Learned helplessness is when a parent behaves helplessly, even when there is an opportunity to restore an unpleasant or unwanted situation. For example, a parent might put a child off for the opportunity to learn how to drive from their instruction by feigning they are not competent. The parent can deal with this effectively by being honest with the child and telling them the real reason(s).
Procrastination is putting off doing something. For example, a parent can do this by putting off a party for their small child by saying they are too busy. The parent can deal with this by making the party an event they commit to doing, and then planning it for their child by setting a date.
Stubbornness is actively resisting an event or obligation. For example, a parent can resist cutting their child’s hair because it is distasteful to them. The parent can address this by telling the child they do not like cutting hair and taking the child to get their hair cut.
Resentment by a parent towards a child can occur when the child does something the parent does not like and the child detect the dissatisfaction of the parent. For example, a parent might be upset because a child obligated them to entertaining their friends at a time they wanted to do something else, and the parent reluctantly concedes to do it. The parent can address this by carefully explaining to the child that they cannot follow through with the commitment the child made.
Sullenness is when a parent is pouting trying to get the child to feel remorse for what they have done. An example of this is when a parent avoids their child after the child decided to associate with a friend that the parent does not approve of. The parent can cope with this by telling the child plainly that they disapprove, and setting the guidelines for how that relationship will be dealt with by the family.
Victimization is the process of making someone a victim or sacrifice. An example would be a parent verbalizing the sacrifice of time or money that they are giving in order that their child can have a n advantage. The parent must recognize that their decision to do something for their child was their choice and the child should not be made to feel guilty for their free choice.
Ambiguity is the act of speaking cryptically and taking away the sense of security in the child. A parent can do this by making a sarcastic remark to a child affirming that their efforts to learn by reading library books all day instead of working is a good choice when they believe differently. A parent can address this by avoiding sarcastic remarks and encouraging the child.
Fear of Intimacy
Because a parent may be afraid to bare their soul to their child, they may act out of anger to divert attention away from this fear. For example, a child may be talking intimately to the parent about their feelings for a member of the opposite sex, and the parent becomes angry as a ploy to avoid intimacy. The parent can remedy this by listening to the child without lots of comments and helping the child sort through their feelings.

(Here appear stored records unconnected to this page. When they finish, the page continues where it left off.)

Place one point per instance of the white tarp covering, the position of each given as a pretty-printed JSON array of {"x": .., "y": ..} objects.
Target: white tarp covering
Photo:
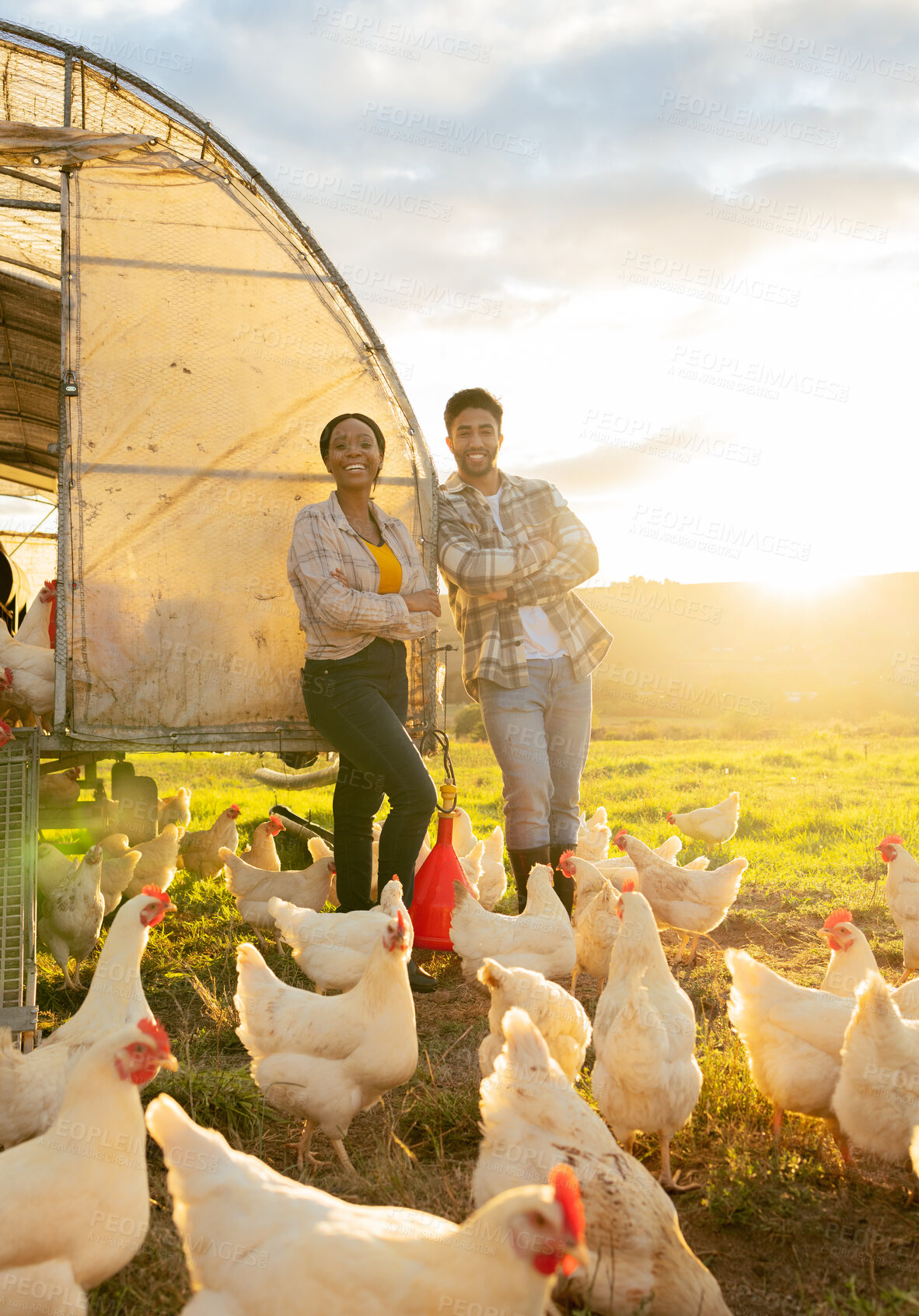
[{"x": 209, "y": 350}]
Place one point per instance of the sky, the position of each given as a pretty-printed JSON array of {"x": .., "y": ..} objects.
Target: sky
[{"x": 676, "y": 240}]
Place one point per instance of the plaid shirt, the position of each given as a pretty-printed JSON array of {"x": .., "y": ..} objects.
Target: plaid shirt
[
  {"x": 476, "y": 559},
  {"x": 340, "y": 620}
]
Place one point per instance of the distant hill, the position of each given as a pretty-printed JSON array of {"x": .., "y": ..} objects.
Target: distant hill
[{"x": 705, "y": 650}]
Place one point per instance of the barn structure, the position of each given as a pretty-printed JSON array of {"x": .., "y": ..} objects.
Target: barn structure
[{"x": 174, "y": 340}]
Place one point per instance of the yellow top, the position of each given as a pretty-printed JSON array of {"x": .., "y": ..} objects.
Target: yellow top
[{"x": 391, "y": 569}]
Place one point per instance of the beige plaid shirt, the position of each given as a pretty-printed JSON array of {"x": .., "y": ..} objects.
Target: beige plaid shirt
[
  {"x": 341, "y": 620},
  {"x": 476, "y": 559}
]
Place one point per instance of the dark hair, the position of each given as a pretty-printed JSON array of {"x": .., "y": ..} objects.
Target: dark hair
[
  {"x": 325, "y": 437},
  {"x": 472, "y": 397}
]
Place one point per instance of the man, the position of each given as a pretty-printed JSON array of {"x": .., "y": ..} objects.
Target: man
[{"x": 512, "y": 553}]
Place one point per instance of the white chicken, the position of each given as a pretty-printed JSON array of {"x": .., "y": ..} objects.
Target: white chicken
[
  {"x": 176, "y": 808},
  {"x": 463, "y": 838},
  {"x": 877, "y": 1095},
  {"x": 561, "y": 1019},
  {"x": 375, "y": 859},
  {"x": 595, "y": 935},
  {"x": 331, "y": 1256},
  {"x": 32, "y": 1086},
  {"x": 117, "y": 876},
  {"x": 89, "y": 1169},
  {"x": 28, "y": 675},
  {"x": 493, "y": 880},
  {"x": 690, "y": 901},
  {"x": 49, "y": 1290},
  {"x": 333, "y": 949},
  {"x": 199, "y": 852},
  {"x": 38, "y": 627},
  {"x": 158, "y": 859},
  {"x": 793, "y": 1038},
  {"x": 646, "y": 1076},
  {"x": 325, "y": 1059},
  {"x": 72, "y": 915},
  {"x": 253, "y": 888},
  {"x": 902, "y": 893},
  {"x": 471, "y": 866},
  {"x": 320, "y": 850},
  {"x": 713, "y": 825},
  {"x": 533, "y": 1118},
  {"x": 540, "y": 937},
  {"x": 51, "y": 866},
  {"x": 593, "y": 837},
  {"x": 667, "y": 850},
  {"x": 851, "y": 958},
  {"x": 264, "y": 852}
]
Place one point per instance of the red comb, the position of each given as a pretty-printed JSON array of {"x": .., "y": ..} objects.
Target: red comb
[
  {"x": 837, "y": 918},
  {"x": 153, "y": 1029},
  {"x": 568, "y": 1195}
]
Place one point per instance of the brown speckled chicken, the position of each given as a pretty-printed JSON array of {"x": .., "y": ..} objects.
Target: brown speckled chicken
[
  {"x": 72, "y": 915},
  {"x": 533, "y": 1118}
]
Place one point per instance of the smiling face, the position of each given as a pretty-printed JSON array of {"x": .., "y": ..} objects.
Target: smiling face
[
  {"x": 475, "y": 441},
  {"x": 354, "y": 456}
]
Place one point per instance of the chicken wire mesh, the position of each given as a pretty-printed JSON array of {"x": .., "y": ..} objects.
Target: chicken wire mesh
[{"x": 19, "y": 832}]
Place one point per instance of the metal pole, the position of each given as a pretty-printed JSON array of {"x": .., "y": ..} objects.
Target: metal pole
[
  {"x": 68, "y": 85},
  {"x": 65, "y": 591}
]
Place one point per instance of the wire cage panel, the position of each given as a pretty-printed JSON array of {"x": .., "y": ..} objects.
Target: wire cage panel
[{"x": 19, "y": 846}]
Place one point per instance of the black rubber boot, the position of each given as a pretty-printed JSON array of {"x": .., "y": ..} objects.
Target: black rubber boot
[
  {"x": 521, "y": 863},
  {"x": 564, "y": 887},
  {"x": 420, "y": 979}
]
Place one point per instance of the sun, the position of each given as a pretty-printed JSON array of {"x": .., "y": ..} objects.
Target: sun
[{"x": 798, "y": 581}]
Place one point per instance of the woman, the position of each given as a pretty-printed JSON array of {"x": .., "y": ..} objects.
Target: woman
[{"x": 362, "y": 593}]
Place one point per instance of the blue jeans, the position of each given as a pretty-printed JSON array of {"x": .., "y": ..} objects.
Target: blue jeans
[
  {"x": 540, "y": 734},
  {"x": 361, "y": 705}
]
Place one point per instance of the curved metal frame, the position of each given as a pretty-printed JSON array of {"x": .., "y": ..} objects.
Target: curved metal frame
[{"x": 53, "y": 47}]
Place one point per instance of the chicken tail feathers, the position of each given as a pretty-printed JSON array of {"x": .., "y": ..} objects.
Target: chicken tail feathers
[
  {"x": 192, "y": 1154},
  {"x": 257, "y": 991},
  {"x": 876, "y": 1017}
]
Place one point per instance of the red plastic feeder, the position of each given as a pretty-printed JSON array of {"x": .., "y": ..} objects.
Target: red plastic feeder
[{"x": 433, "y": 901}]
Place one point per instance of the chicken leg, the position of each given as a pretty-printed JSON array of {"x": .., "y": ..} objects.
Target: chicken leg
[
  {"x": 667, "y": 1179},
  {"x": 302, "y": 1146},
  {"x": 839, "y": 1139},
  {"x": 342, "y": 1156},
  {"x": 777, "y": 1116}
]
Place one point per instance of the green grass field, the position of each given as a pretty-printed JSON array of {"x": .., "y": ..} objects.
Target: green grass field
[{"x": 782, "y": 1232}]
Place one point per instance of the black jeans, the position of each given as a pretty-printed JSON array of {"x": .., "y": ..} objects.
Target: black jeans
[{"x": 361, "y": 705}]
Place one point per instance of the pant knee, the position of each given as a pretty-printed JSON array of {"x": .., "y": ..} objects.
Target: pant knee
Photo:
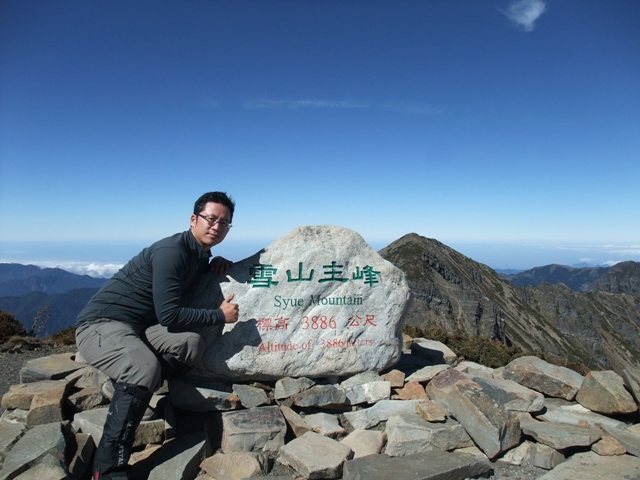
[{"x": 190, "y": 350}]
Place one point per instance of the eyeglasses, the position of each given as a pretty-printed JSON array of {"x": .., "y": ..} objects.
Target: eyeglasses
[{"x": 217, "y": 221}]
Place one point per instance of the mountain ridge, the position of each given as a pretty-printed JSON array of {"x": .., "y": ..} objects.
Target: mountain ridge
[
  {"x": 598, "y": 328},
  {"x": 597, "y": 322}
]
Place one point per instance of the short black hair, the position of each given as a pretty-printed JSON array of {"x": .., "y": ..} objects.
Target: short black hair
[{"x": 215, "y": 197}]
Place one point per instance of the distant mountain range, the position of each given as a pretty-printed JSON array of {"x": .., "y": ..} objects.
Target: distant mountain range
[
  {"x": 623, "y": 277},
  {"x": 597, "y": 324},
  {"x": 589, "y": 314},
  {"x": 27, "y": 289}
]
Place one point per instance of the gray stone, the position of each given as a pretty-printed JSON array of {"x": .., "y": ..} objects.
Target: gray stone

A chaotic situation may be generated by the parent to divert attention away from something else. For example, a parent may declare that they have a business emergency and cannot talk with their child about transportation to a desire sporting activity. The parent can cope with this by taking a deep breath, carefully listening to the child, and endeavoring to make an effort to help make accommodations for the child’s adventure.
The practice of deliberately holding back or stopping an event or process is obstructionism. A parent can do this by ‘forgetting’ to take care of technical procedures necessary for their child to participate in an activity they do not want to pay for. The parent can deal with this by telling the child that they cannot afford the activity.